Sie gab mir einen Kuss zur Begrüßung, dann erst ließ sie mich ihr Outfit bewundern. Sie hatte sich ein pinken Latexkleid mit tiefem Ausschnitt und Neckholderträgern angezogen. Es endete knapp unter ihrem Po und war kaum für die Öffentlichkeit bestimmt. Dazu trug sie schwarze Overknees mit Stiletto-Absätzen. Ich machte ihr ein Kompliment und konnte meine Finger gar nicht von ihr lassen. Auch sie hielt mich im Arm und achtete nicht mehr auf Lukas, der uns beobachtete. Sarah ergriff meine Hand und zog mich mit ins Schlafzimmer. Dort zog sie mich mit aufs Bett und begann dort mit mir rumzumachen. Wir küssten uns wild und fummelten aneinander herum. Ziemlich schnell war ihr Kleid hochgerutscht und ich glitt an ihr herunter. Als ich bei ihrer Pussy angekommen war, küsste ich auch diese Lippen liebevoll. Auf ein Höschen hatte Sarah verzichtet. Genüsslich bearbeitete ich ihre Klitoris, was sie ziemlich schnell in Fahrt brachte. Mit ihrer Hand auf meinem Hinterkopf drückte sie mir ihr Becken entgegen und als sie kam, lief ihr Muschisaft heraus. Jetzt war ich aber dran. Ich stand auf und stellte mich vors Bett. Sarah krabbelte auf allen vieren auf dem Bett zu mir. Als ich meine Hose öffnete, sah ich kurz das Blitzen in ihren Augen. Dann nahm sie meinen Prengel langsam in den Mund und lutschte daran. Oh, was für ein Gefühl. Das konnte sie einfach. Lukas, der sich auf einen Stuhl neben das Bett gesetzt hatte, war bereits nackt und schaute begierig zu. Sarah blies meinen Schwanz unter ganzem Körpereinsatz und schaute mich lustvoll von unten an. Von mir aus hätte sie ewig so weitermachen können, aber heute waren wir ja nicht nur zum Spaß hier.

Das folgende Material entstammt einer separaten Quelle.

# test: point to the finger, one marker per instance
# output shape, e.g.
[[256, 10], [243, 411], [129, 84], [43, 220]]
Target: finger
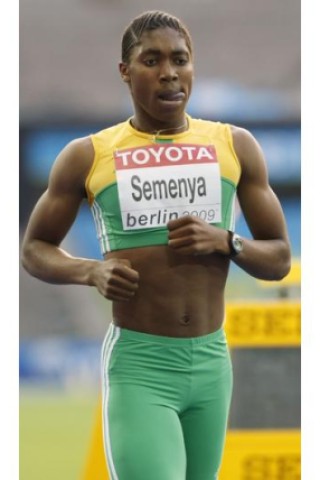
[[180, 222], [119, 295], [126, 272], [184, 231], [180, 242], [122, 283]]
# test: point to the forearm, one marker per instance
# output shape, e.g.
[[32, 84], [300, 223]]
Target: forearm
[[264, 259], [52, 264]]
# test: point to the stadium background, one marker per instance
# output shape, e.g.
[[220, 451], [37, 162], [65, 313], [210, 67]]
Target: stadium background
[[247, 57]]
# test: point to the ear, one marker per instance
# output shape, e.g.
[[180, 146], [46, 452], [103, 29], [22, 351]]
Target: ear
[[124, 72]]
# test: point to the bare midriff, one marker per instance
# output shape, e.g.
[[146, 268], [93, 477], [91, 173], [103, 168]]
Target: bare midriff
[[178, 295]]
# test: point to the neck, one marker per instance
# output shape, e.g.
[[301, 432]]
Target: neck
[[161, 131]]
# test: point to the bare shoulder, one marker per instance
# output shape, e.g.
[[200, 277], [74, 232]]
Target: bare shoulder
[[249, 153], [244, 142], [72, 165]]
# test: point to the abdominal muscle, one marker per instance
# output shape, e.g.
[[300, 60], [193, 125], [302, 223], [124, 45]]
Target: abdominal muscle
[[178, 295]]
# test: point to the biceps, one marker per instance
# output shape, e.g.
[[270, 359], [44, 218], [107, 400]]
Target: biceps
[[52, 217], [263, 212]]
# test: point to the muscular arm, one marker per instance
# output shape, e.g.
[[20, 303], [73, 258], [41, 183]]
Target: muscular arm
[[267, 256], [51, 220]]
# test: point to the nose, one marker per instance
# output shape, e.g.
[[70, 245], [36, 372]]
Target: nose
[[168, 72]]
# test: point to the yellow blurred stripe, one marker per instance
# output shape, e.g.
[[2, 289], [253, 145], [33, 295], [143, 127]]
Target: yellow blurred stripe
[[263, 324], [262, 455]]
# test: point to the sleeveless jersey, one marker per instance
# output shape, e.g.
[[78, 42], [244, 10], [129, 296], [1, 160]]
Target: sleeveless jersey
[[138, 182]]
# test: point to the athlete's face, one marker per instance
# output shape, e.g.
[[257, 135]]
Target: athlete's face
[[159, 74]]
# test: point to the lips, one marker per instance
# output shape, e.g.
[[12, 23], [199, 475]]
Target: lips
[[171, 96]]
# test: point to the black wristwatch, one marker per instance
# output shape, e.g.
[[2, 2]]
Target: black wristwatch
[[235, 243]]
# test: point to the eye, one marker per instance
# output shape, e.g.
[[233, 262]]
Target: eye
[[150, 62], [181, 61]]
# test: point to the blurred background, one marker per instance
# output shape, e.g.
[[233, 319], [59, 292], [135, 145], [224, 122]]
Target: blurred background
[[247, 64]]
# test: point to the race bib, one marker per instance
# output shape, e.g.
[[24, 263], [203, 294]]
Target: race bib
[[157, 183]]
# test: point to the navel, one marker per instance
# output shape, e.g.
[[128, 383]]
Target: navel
[[185, 319]]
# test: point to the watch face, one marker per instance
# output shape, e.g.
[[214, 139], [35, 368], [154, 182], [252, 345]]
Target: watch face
[[237, 243]]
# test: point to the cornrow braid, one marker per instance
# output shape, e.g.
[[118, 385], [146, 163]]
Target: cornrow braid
[[147, 21]]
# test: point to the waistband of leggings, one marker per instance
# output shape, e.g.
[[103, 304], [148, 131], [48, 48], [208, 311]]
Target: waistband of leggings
[[134, 335]]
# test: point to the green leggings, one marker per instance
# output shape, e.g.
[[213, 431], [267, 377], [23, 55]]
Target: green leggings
[[165, 405]]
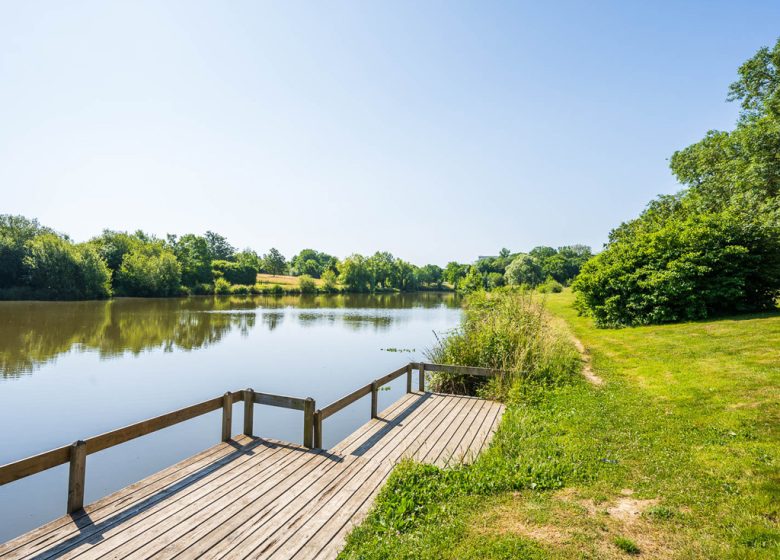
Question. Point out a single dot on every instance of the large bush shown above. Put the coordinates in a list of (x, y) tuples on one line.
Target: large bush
[(714, 248), (507, 329), (235, 272), (58, 269), (149, 273)]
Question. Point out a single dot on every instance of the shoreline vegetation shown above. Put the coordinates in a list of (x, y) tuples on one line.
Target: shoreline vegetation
[(674, 455), (37, 263), (675, 451)]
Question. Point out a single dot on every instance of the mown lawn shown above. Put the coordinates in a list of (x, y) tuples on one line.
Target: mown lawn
[(676, 455)]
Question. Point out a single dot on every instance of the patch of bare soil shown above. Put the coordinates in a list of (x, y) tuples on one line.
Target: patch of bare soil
[(578, 528)]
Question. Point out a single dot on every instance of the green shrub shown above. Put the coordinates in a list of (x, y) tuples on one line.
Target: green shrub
[(507, 330), (550, 286), (149, 272), (58, 269), (524, 270), (239, 289), (330, 282), (306, 284), (275, 290), (235, 273), (221, 287), (686, 268), (713, 248)]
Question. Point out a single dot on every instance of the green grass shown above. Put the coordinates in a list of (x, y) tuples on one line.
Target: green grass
[(678, 453)]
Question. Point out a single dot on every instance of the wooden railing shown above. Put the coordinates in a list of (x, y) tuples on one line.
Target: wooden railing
[(76, 453), (373, 389)]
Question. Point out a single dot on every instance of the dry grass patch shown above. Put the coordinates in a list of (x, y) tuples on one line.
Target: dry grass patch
[(576, 527)]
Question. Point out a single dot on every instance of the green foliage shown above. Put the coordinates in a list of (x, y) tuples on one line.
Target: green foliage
[(306, 284), (354, 274), (239, 289), (524, 270), (219, 248), (60, 270), (15, 232), (713, 248), (330, 282), (234, 272), (507, 330), (149, 271), (221, 287), (274, 262), (550, 286), (194, 255), (561, 448), (313, 263)]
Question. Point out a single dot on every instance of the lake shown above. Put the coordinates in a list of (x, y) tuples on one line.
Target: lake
[(71, 370)]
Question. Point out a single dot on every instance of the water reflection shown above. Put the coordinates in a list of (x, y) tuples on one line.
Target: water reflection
[(34, 333)]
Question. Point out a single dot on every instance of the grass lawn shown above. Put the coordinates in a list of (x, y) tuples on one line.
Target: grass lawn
[(676, 455)]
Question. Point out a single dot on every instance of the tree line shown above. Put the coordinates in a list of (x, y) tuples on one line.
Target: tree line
[(37, 262), (714, 247)]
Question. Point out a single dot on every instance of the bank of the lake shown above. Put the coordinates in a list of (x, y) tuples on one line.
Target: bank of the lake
[(675, 455), (70, 370)]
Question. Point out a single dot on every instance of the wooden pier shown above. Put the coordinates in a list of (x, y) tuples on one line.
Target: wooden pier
[(250, 497)]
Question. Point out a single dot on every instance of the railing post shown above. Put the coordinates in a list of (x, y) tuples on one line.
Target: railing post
[(308, 422), (374, 399), (78, 469), (227, 416), (249, 411), (318, 430)]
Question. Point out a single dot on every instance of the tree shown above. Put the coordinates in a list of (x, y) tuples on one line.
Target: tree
[(714, 247), (431, 275), (60, 270), (274, 262), (354, 274), (194, 255), (219, 247), (15, 232), (524, 270), (149, 271), (235, 272), (454, 272)]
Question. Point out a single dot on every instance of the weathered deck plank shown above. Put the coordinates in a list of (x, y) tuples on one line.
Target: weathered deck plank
[(256, 498)]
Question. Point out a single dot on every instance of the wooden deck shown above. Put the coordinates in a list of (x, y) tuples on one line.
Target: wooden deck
[(258, 498)]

Als sie genug geblasen hatte, kletterte ich wieder aufs Bett und kniete mich hinter sie. Kurz streifte ich ihr mit meinem Lümmel durch die Schamlippen. Sarah keuchte auf. Nicht aus Lust, sondern weil ihre Pussy für mich heute geschlossen war. Ich lachte kurz auf und setzte meine Eichel dann an ihrer Rosette an. Es war lange her, aber ich hatte sie nicht mehr so eng in Erinnerung. Langsam schob ich ihr mein Glied hinein. Als ich einmal drin war, atmete Sarah wieder tief ein und gab sich dann meinen Stößen hin. Lukas saß da, schaute uns wie gebannt zu und wichste sich seine Nudel schnell und heftig. Sarah schaute ihn an und stöhnte: „Mach nicht zu schnell, mein Schatz. Du musst doch gleich reinspritzen!“ Daraufhin ließ er es ein bisschen langsamer angehen. Ich nagelte Sarah von hinten weiter und hoffte kurz, dass es heute nicht klappen würde und ich das noch öfter machen könnte.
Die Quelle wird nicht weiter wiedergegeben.